I got a bag of pretzels and a soda from the vending machine in the basement and tore
into the bag as soon as I pulled it from the dispenser. Then I heard doors slamming
around in the laundry room.

I walked over to the entranceway and saw Curls slamming the dryer shut, leaning into
it with her hip.

Blond Girl was sitting on top of a washer across the room, filing her nails. They
were both in pajamas still. Blond Girl spoke, still looking at her nails. “I don’t
know why you don’t just do it at your uncle’s place.”

Curls put her hands on her hips and said, “I’m not lugging this across campus.”

“Well then, at the very least you could send it out like I do.”

Curls opened the door again and slammed it shut, and this time it latched. “There,”
she said. Then she turned to Blond Girl and said, “Stuff always goes missing when
I do that.” Then she motioned for Blond Girl to follow her. “Time to get ready,” she
said.

I backed away before they could notice me standing there.

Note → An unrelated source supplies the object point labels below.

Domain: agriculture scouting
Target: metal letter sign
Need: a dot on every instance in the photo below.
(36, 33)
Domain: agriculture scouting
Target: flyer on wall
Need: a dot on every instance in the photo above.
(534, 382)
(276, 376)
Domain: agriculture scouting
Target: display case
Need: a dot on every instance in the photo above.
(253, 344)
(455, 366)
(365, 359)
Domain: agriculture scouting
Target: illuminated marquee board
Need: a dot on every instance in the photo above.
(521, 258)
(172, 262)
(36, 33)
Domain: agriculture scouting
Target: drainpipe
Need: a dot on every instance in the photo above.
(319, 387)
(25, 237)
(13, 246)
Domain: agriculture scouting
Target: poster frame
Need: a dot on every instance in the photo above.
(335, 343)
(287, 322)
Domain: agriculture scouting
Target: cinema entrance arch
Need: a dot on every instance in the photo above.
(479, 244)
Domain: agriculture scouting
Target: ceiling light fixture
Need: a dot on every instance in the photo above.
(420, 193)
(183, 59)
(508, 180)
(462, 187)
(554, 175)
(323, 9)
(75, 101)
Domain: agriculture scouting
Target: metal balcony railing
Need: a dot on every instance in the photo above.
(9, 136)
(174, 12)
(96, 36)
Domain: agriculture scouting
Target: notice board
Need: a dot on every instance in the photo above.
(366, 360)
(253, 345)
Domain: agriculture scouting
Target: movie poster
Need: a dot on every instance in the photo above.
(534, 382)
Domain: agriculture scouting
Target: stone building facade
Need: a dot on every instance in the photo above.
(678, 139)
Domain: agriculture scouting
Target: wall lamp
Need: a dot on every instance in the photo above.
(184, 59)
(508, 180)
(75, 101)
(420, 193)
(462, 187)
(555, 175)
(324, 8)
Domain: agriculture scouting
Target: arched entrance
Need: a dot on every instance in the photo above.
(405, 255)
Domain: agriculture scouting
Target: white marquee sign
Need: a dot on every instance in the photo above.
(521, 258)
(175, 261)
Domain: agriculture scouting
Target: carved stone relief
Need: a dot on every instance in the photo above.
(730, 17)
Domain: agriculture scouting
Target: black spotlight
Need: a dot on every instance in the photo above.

Someone had slid a schedule for the day under my door, along with the Monroe Student
Handbook. I spent the morning reading the handbook while everyone else moved in. Learning
about the consequences as dictated by Monroe for various offenses. I wondered what
would happen if I refused to wear those ridiculous red shirts, but I couldn’t find
the answer.

There were two long folding tables set up at the end of the path in front of a large
academic building, and two identical girls stood behind them. As I got closer, I noticed
the girls were not at all identical, despite the red shirts and khaki pants and hair
pulled up into taut ponytails. And, in fact, I knew them. They were the girls from
the laundry room, from last night. Except now they were all smiles and perkiness,
and they greeted me like they’d never seen me before.

“Welcome to Monroe!” said the girl with the reddish curls. She was looking at me,
but I got the feeling she was looking right through me. It was unsettling. Her name
tag said
krista
. “Last name, please.”

“Murphy,” I said as she rifled through the stack of red folders. Her eyes briefly
flitted up to mine. The blond girl, who had been smiling at someone in the distance,
stopped smiling. Her hand froze midwave.

“Taryn,” Krista said, looking directly at me. “I think you have this one.”

Taryn cleared her throat and rifled through the folders. I walked to her side of the
table, but she passed the folder to Krista instead. And then we all stood in this
awkward triangle: me with my folder, Taryn looking purposefully away, Krista looking
purposefully toward me.

And then a voice from somewhere behind the table said, “Computer room next.”

Krista looked at a guy sprawled out under the nearest tree and said, “I was getting
to it, Reid.” Then she turned back to me and said, “Computer room. Laptops.” Fake
smile.

She gestured over her shoulder to the building behind her.

But I was looking at the boy under the tree. Reid. I knew him

I used to know him. I hadn’t seen him since freshman year, when I was an awkward fourteen
and he was a cute fifteen, as long as you didn’t look too closely at his uncontrollable
hair.

Reid wore sneakers and khaki shorts and that ridiculous red polo, and I started to
worry I wouldn’t be able to tell anyone apart. When I passed close by him, he raised
himself up on his elbows and smiled, and not only did he have that ridiculous shirt,
he also now had this ridiculous brown hair that curled at the bottom. Not even close
to the uncontrollable mess I remembered.